Служить театру честно. Записки артиста Мариинского театра

Анатолий Никифоров
100
10
(1 голос)
0 0

Аннотация: Вниманию читателей предлагается книга театральных воспоминаний и заметок петербургского артиста Анатолия Сергеевича Никифорова. Сегодня Анатолий Никифоров известен как директор Санкт-Петербургского государственного Театра детского балета. Более семи десятилетий он посвятил искусству танца и театру, сначала, в 1940-50х — как ученик знаменитого училища имени А.Я. Вагановой, затем, в 1950-80х — в качестве танцовщика Кировского (Мариинского) театра, и, наконец, в роли педагога и руководителя детского и взрослого балетных коллективов. Книга содержит интересные факты биографии автора, описание творческих событий, свидетелем и участником которых ему довелось быть, а также впечатления о его встречах с известными личностями мира искусства. Отдельное внимание уделено деятельности автора в детской студии и Театре детского балета. Книга предназначена для широкой аудитории, любителей балета, а также для поклонников мемуарной литературы.

Книга добавлена:
17-01-2023, 09:37
0
276
14
Служить театру честно. Записки артиста Мариинского театра
Содержание

Читать книгу "Служить театру честно. Записки артиста Мариинского театра"

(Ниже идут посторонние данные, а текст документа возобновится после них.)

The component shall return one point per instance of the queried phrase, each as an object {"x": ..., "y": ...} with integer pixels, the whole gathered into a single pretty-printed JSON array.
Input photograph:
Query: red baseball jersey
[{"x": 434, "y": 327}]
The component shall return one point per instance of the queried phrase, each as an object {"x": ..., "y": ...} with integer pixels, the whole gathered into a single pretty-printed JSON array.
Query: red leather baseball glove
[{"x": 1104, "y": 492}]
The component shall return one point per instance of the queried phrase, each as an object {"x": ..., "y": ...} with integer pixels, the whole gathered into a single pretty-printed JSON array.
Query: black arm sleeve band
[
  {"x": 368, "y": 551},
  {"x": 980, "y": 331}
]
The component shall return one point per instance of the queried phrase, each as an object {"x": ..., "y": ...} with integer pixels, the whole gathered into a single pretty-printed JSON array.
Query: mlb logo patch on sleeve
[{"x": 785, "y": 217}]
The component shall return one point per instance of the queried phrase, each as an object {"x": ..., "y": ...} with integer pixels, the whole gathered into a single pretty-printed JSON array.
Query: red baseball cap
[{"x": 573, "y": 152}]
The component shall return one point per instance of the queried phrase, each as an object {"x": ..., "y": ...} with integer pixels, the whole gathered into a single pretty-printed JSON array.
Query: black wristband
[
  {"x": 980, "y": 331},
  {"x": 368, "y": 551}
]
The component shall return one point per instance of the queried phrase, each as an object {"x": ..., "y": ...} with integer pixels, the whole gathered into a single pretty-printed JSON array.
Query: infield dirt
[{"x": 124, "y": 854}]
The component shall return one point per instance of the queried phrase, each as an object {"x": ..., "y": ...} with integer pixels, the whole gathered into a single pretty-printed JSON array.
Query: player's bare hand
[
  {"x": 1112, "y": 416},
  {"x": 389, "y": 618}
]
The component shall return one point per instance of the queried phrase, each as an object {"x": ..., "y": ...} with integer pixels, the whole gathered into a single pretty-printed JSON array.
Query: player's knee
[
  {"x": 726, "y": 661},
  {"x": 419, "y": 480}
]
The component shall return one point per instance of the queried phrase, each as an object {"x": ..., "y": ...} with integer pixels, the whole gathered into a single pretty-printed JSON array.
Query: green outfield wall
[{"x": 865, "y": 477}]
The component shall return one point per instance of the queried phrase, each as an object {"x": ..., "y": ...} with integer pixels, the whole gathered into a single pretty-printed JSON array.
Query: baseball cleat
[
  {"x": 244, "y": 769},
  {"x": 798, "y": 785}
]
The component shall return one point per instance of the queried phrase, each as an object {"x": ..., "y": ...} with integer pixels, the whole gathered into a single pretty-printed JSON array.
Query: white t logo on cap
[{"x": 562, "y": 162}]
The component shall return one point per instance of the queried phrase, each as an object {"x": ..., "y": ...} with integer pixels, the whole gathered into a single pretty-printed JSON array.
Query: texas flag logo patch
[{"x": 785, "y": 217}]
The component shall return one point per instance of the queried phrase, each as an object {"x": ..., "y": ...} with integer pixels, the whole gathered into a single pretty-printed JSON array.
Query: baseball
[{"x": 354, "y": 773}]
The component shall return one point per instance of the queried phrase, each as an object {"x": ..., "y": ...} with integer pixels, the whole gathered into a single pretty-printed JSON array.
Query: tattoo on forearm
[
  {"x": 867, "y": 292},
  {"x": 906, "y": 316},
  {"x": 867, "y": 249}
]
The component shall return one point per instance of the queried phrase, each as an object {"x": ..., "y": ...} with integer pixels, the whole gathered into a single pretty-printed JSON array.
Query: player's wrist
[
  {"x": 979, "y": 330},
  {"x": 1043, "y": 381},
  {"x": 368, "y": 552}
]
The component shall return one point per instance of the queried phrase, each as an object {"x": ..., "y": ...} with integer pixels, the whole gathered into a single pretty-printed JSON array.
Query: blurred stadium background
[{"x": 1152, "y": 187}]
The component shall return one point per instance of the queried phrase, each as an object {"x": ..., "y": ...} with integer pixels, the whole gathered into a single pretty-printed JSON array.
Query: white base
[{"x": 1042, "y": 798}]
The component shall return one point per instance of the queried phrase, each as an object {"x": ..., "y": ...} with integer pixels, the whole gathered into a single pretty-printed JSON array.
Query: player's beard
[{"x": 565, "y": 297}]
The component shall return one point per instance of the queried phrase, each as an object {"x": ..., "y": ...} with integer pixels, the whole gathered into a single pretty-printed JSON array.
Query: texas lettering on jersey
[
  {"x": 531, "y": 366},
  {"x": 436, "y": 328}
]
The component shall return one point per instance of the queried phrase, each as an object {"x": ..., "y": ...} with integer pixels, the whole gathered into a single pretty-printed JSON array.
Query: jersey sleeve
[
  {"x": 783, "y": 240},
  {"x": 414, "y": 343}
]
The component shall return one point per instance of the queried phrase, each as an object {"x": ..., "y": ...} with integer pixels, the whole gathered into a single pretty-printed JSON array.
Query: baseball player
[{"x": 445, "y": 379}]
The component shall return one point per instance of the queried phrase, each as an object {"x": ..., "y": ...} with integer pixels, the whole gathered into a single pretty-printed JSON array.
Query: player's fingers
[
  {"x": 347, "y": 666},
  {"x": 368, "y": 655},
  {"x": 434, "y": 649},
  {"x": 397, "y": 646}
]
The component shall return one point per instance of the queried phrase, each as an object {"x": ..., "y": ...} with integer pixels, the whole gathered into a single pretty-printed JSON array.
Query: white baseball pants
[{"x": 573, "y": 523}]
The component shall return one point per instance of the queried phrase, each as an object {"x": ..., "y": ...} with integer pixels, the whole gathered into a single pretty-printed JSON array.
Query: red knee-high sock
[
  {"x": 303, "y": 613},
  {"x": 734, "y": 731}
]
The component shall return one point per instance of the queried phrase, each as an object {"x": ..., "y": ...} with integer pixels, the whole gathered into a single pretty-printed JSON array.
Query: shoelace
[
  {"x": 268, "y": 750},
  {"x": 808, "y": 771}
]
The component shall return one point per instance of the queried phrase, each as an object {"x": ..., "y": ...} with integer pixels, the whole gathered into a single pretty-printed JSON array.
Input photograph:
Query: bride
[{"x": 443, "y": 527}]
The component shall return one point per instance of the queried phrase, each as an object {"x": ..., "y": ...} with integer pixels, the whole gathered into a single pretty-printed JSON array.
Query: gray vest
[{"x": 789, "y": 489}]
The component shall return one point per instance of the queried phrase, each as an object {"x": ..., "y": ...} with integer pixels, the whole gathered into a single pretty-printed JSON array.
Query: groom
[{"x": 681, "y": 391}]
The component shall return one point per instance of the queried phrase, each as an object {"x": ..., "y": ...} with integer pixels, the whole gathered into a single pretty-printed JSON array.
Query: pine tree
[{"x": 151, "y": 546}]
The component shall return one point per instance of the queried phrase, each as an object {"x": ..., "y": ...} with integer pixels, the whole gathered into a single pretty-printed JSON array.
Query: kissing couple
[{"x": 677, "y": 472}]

Что касается гастрольных поездок, конечно, здесь много о чем можно рассказать. Когда поехали в Египет, ходили на пирамиды. Не только днем, но и ночью, смотрели шоу с очень интересным светом, музыкальным сопровождением и аудиоэффектами — как будто лошади вдалеке скачут, разными шумами и звуками. Ходили на экскурсии, посетили, в том числе, захоронение лошадей фараонов. А Сергеев — он любил юмор — и говорит: «Да, тогда лошади жили шикарнее, чем мы». Как-то раз встречали Новый год в Египте. Мы складывались, покупали выпивку, садились за столики. Первые поездки не припомню, чтобы нам устраивали банкеты или фуршеты, мы организовывались сами. Однажды нам решили показать лучшую танцовщицу Египта по танцу живота. За ней ухаживал чуть ли не сам президент. Она действительно танцевала здорово. И тут Рудик — об этом нигде не пишут и в кино не говорят, но я очевидец — вышел танцевать вместе с ней и ее перетанцевал. Но он не мог остановится и, мне кажется, переборщил. Думаю, он почувствовал в себе женщину и хотел станцевать лучше, чем другая женщина. В какой-то момент стало не очень приятно смотреть. Похожее ощущение было, когда я смотрел концерт мужского балета Валерия Михайловского: первое отделение мне понравилось, а со второго — когда они встали на пальцы — я ушел. Люди смеялись, им нравилось, а мне было это не по душе. И вот так Рудик танцевал с ней и перетанцевал. Она в какой-то момент устала, а он еще был полон сил. Сначала мы аплодировали, а потом парни наши уже стали уходить. Это был 1959 год. Там, кстати, присутствовал Григорович.

Рудик был не слишком скромный. Хотел показать, что может станцевать все, что он лучший. В школе, помню, он все время жевал, хлеб грыз. У нас в столовой стоял поднос с хлебом, хлеб был бесплатный, и Рудик его постоянно ел. Интернатских кормили плохо. И у меня дома он пару раз был. Мама варила щи, кормила его, угощала.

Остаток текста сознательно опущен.